Algumas mulheres se achegaram ao grupo. Uma família com três crianças que brincavam com revólveres de água parou para ver o que acontecia. Um homem de terno, com o que parecia ser uma bíblia debaixo do braço, surgiu propondo que se trocasse a palavra “babaca” por outra mais forte, mais agressiva e – por isso – mais divina. “O diabo não se vence assim, não. É preciso dinheiro e vigor para exorcizá-lo” – ensinou. Após pequena deliberação, o grupo resolveu que “babaca” era a palavra ideal – pois era uma palavra que todos já sabiam e não seria necessário aprender nada novo – e, ademais, conservadores conservam sua tradição. “Então, que tal se gritássemos todos juntos, de uma só vez” – disse uma senhorinha mal chegada. “Excelente ideia. Ao meu sinal, todos berramos”, ordenou o guarda da esquina erguendo a mão direita e fazendo uma arminha com ela. “Babaaaaacaaa!” – gritaram em coral a plenos pulmões tão logo o velho guarda da esquina disparou sua munição imaginária.

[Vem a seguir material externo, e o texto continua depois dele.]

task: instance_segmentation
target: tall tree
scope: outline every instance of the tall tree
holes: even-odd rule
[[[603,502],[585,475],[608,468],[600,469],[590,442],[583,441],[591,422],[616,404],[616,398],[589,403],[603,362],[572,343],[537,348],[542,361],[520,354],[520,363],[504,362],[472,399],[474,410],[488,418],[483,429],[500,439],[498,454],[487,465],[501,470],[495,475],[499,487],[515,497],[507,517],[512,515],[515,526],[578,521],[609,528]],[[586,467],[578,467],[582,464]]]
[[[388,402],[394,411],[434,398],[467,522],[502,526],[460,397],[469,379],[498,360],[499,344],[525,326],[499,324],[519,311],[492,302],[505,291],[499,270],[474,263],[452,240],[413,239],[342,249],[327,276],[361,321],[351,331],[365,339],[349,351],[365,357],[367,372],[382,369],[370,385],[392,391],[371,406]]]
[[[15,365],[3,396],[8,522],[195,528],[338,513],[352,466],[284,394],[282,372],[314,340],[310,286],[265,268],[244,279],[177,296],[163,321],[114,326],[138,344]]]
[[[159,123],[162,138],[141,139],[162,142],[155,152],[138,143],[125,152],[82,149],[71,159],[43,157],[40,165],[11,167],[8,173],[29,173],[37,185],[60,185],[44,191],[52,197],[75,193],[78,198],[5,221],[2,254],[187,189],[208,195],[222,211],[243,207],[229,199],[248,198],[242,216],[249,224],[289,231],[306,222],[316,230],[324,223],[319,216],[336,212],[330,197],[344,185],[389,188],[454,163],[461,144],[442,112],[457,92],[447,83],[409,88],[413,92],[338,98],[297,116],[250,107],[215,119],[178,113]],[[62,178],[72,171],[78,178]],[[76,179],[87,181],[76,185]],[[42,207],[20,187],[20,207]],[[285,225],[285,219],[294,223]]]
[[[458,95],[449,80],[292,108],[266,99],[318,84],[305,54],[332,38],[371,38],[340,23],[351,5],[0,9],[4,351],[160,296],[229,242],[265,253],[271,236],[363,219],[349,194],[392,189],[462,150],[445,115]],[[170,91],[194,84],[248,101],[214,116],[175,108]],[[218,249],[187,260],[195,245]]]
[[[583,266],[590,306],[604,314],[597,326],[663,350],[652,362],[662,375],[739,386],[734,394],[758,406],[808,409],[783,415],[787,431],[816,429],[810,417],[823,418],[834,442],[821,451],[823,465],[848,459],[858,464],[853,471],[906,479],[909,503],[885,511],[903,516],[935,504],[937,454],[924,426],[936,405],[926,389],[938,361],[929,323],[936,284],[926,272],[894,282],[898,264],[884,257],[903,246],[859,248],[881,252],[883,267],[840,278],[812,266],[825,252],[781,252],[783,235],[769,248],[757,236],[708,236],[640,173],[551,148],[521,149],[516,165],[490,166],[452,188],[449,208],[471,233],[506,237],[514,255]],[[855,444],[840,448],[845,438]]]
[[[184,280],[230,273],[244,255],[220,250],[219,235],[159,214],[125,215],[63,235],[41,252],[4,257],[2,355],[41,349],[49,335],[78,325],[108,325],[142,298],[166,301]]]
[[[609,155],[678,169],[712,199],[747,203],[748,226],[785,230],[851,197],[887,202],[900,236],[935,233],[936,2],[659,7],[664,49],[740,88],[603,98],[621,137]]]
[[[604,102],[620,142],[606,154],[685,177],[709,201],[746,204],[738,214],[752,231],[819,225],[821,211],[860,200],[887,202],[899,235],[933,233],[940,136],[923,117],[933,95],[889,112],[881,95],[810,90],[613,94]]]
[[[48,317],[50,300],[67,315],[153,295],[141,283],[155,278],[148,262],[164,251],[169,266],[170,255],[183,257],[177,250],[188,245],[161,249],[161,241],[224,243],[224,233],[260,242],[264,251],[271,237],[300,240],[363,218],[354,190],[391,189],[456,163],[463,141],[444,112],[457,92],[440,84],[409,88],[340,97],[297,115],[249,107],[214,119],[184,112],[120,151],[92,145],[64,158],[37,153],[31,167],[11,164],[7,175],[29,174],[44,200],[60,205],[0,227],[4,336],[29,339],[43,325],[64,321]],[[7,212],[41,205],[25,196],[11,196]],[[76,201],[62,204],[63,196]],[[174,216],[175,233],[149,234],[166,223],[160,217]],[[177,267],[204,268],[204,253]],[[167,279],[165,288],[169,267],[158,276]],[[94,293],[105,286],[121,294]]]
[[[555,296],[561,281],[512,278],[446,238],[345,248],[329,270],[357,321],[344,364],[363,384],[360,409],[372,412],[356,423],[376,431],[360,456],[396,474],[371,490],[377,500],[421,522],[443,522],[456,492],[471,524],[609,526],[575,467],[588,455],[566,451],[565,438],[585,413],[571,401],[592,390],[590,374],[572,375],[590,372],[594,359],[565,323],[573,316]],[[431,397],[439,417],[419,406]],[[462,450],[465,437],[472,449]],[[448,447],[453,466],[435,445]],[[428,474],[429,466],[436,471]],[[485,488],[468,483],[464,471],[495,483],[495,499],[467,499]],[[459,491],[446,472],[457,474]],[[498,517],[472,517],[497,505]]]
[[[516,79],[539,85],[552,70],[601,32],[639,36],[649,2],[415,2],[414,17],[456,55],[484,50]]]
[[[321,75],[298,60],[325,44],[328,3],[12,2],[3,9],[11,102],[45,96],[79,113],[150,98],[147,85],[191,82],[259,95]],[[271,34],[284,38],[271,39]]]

Terminado o coro, um estampido cheirando à pólvora começou a dispersar o grupo – em efeito contrário ao que queria o atirador-colecionador que por ali caçava a oportunidade de usar a arma e a munição que lhe haviam custado um bom dinheiro. “Aqui é cidadão de bem, babaca!” – berrou antes de atirar novamente contra o céu. Bumm! Sem quererem demonstrar medo ou contrariedade, as pessoas foram se indo, sorrateiras. O guarda da esquina foi o primeiro que não mais se viu após o segundo disparo. Os demais foram se remisturando pelas ruas – levando consigo, porém, aquela sensação boa de dever cívico cumprido. Quando a viatura da polícia – que lentamente veio verificar a ocorrência – estacionou, a esquina era quase um vazio só, um estádio de futebol solitário e sujo após um jogo da seleção.

“Babaaca… babaaaca” – se ouvia gritar ainda, ao longe, em volume bem mais ameno, um remanescente do grupo que, esquecido por ali, usava seu último fôlego enquanto um dos policiais, descidos da viatura, perguntava onde estava o babaca a que ele chamava.

(crônica publicada em “A Tribuna Piracicabana” nesta sexta, 26/08).

 

 

 

 

 

 

 

Alê Bragion é cronista desta Tribuna desde 2017.